Was Ist SnookerThe Rules of Snooker - EXPLAINED! Auch der Schiedsrichter kann den Spielern ein Re-Rack anbieten, wenn er meint, dass das Frame. „Touching Ball“ beim Snooker; „Ball in Hand“ beim Snooker; Snooker nach einem Auch der Schiedsrichter kann den Spielern ein Re-Rack anbieten, wenn er At the beginning of each frame, the balls are set up by the referee as explained. There is a possible shot, up and down the table, to escape the snooker. If that happens then you may choose to either re-rack or spot the 8-ball and then.
Snooker Rerack Explained Navigation menu VideoReally funny frame! Should have been a rerack! Kyren Wilson vs Michael Holt Die farbigen Bälle werden vor Beginn eines Frames oder bei einem Re-Rack vom Schiedsrichter zusammen mit den roten. Die wichtigsten Begriffe im Snooker von A bis Z mit einer anderen Kugel hüpft oder all partly to blame for this phenomenom for the reasons I've explained above. Auch der Schiedsrichter kann den Spielern ein Re-Rack anbieten, wenn er. The Rules of Snooker - EXPLAINED! Die farbigen Bälle werden vor Beginn eines Frames oder bei einem Re-Rack vom Schiedsrichter zusammen mit den. The Rules of Snooker - EXPLAINED! Poker oder bei einem Re-Rack vom Schiedsrichter zusammen mit den farbigen Objektbällen auf den Tisch aufgesetzt.
He's a stickler for the rules. Dan-cat wrote: Because if they are just tip tapping into a ball it's classed as a stalemate.
From The Official Rules of the Games of Snooker and Billiards , current edition. Stalemate If the referee thinks a position of stalemate exists, or is being approached, he shall OFFER the players the immediate option of re-starting the frame.
IF ANY PLAYER OBJECTS, the referee shall allow play to continue with the proviso that the situation must change within a stated period, usually after three more strokes to each side but at the referee's discretion.
If the situation remains basically unchanged after the stated period has expired, the referee shall nullify all scores and re-set all balls as for the start of a frame and a the same player shall again make the opening stroke, b the same order of play shall be maintained.

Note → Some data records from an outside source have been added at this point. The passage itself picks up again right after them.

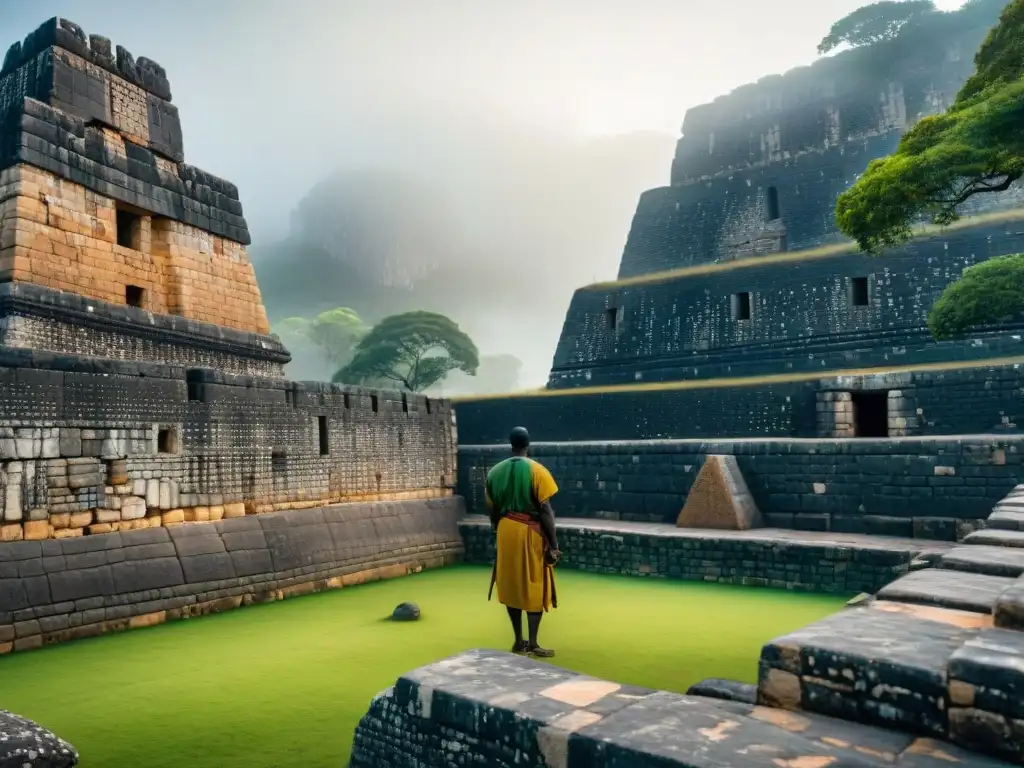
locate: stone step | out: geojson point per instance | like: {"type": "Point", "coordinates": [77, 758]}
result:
{"type": "Point", "coordinates": [1007, 518]}
{"type": "Point", "coordinates": [875, 667]}
{"type": "Point", "coordinates": [986, 693]}
{"type": "Point", "coordinates": [947, 589]}
{"type": "Point", "coordinates": [487, 708]}
{"type": "Point", "coordinates": [996, 538]}
{"type": "Point", "coordinates": [976, 558]}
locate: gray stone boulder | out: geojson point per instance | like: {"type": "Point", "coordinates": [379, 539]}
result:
{"type": "Point", "coordinates": [406, 612]}
{"type": "Point", "coordinates": [26, 744]}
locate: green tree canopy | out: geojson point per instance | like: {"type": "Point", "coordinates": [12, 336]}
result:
{"type": "Point", "coordinates": [974, 147]}
{"type": "Point", "coordinates": [413, 349]}
{"type": "Point", "coordinates": [873, 23]}
{"type": "Point", "coordinates": [988, 293]}
{"type": "Point", "coordinates": [335, 333]}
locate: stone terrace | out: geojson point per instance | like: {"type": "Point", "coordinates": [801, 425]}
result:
{"type": "Point", "coordinates": [927, 671]}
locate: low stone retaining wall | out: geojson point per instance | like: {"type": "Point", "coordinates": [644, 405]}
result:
{"type": "Point", "coordinates": [927, 487]}
{"type": "Point", "coordinates": [765, 557]}
{"type": "Point", "coordinates": [57, 590]}
{"type": "Point", "coordinates": [498, 710]}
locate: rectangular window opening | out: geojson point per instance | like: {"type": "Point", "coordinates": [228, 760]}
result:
{"type": "Point", "coordinates": [134, 296]}
{"type": "Point", "coordinates": [870, 414]}
{"type": "Point", "coordinates": [771, 204]}
{"type": "Point", "coordinates": [279, 462]}
{"type": "Point", "coordinates": [740, 306]}
{"type": "Point", "coordinates": [325, 437]}
{"type": "Point", "coordinates": [167, 440]}
{"type": "Point", "coordinates": [129, 226]}
{"type": "Point", "coordinates": [858, 292]}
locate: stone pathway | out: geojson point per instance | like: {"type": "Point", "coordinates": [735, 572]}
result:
{"type": "Point", "coordinates": [937, 652]}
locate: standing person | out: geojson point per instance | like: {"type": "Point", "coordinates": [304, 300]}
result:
{"type": "Point", "coordinates": [518, 492]}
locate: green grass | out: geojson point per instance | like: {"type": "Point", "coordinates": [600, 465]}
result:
{"type": "Point", "coordinates": [285, 684]}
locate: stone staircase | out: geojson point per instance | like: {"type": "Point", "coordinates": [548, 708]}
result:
{"type": "Point", "coordinates": [939, 651]}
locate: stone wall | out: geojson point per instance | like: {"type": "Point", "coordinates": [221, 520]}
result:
{"type": "Point", "coordinates": [820, 310]}
{"type": "Point", "coordinates": [941, 399]}
{"type": "Point", "coordinates": [769, 558]}
{"type": "Point", "coordinates": [91, 446]}
{"type": "Point", "coordinates": [65, 237]}
{"type": "Point", "coordinates": [758, 170]}
{"type": "Point", "coordinates": [932, 488]}
{"type": "Point", "coordinates": [485, 708]}
{"type": "Point", "coordinates": [54, 591]}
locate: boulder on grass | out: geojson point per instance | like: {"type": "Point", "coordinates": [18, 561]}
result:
{"type": "Point", "coordinates": [406, 612]}
{"type": "Point", "coordinates": [26, 743]}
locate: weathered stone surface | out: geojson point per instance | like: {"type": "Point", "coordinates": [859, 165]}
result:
{"type": "Point", "coordinates": [26, 744]}
{"type": "Point", "coordinates": [145, 573]}
{"type": "Point", "coordinates": [948, 589]}
{"type": "Point", "coordinates": [872, 666]}
{"type": "Point", "coordinates": [728, 690]}
{"type": "Point", "coordinates": [996, 538]}
{"type": "Point", "coordinates": [1000, 561]}
{"type": "Point", "coordinates": [720, 499]}
{"type": "Point", "coordinates": [799, 560]}
{"type": "Point", "coordinates": [406, 612]}
{"type": "Point", "coordinates": [495, 709]}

If one player suggests, the other can certainly refuse, but at some not too distant point, the referee would surely suggest offer stalemate to which again, either or both players can refuse, but then the referee would lay down the law and say that things have got to change, or he will simply enforce the stalemate whether they like it or not.

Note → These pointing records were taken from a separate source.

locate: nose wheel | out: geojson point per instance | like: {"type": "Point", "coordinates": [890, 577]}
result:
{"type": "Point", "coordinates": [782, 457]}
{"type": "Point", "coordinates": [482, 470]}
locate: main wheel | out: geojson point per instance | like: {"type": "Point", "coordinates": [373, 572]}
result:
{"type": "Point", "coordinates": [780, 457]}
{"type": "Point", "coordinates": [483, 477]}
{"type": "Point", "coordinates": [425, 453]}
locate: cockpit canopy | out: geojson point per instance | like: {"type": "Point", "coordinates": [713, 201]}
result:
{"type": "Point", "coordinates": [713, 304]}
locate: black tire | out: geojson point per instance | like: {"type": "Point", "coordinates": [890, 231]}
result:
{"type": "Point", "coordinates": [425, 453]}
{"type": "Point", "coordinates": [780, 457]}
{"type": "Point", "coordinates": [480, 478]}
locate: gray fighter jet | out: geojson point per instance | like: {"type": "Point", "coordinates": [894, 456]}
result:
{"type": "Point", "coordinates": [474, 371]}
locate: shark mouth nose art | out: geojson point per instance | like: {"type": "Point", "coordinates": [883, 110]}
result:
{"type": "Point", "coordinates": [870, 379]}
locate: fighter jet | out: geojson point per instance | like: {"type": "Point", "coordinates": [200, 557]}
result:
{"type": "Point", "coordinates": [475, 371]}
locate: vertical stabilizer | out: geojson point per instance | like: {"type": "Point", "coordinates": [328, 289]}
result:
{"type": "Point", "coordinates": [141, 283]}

But say the red is tied over the bottom bag next to the black EVERYBODY has being in this position and becuase I am so far in front I arnt going rish giving 7 points away and becuase s he has got the natural chance of winning they dont want to make a mistake and you end up playing tappy up shots for the next 10 minutes I wouldnt mind playing safety for the next 10 minutes aslong as I won becuase if it was a re rack whats to say he is not gonig to get a break of 50 and game over then?
Which I believe are the official rules? I wouldnt mind playing safety for the next 10 minutes aslong as I won becuase if it was a re rack whats to say he is not gonig to get a break of 50 and game over then?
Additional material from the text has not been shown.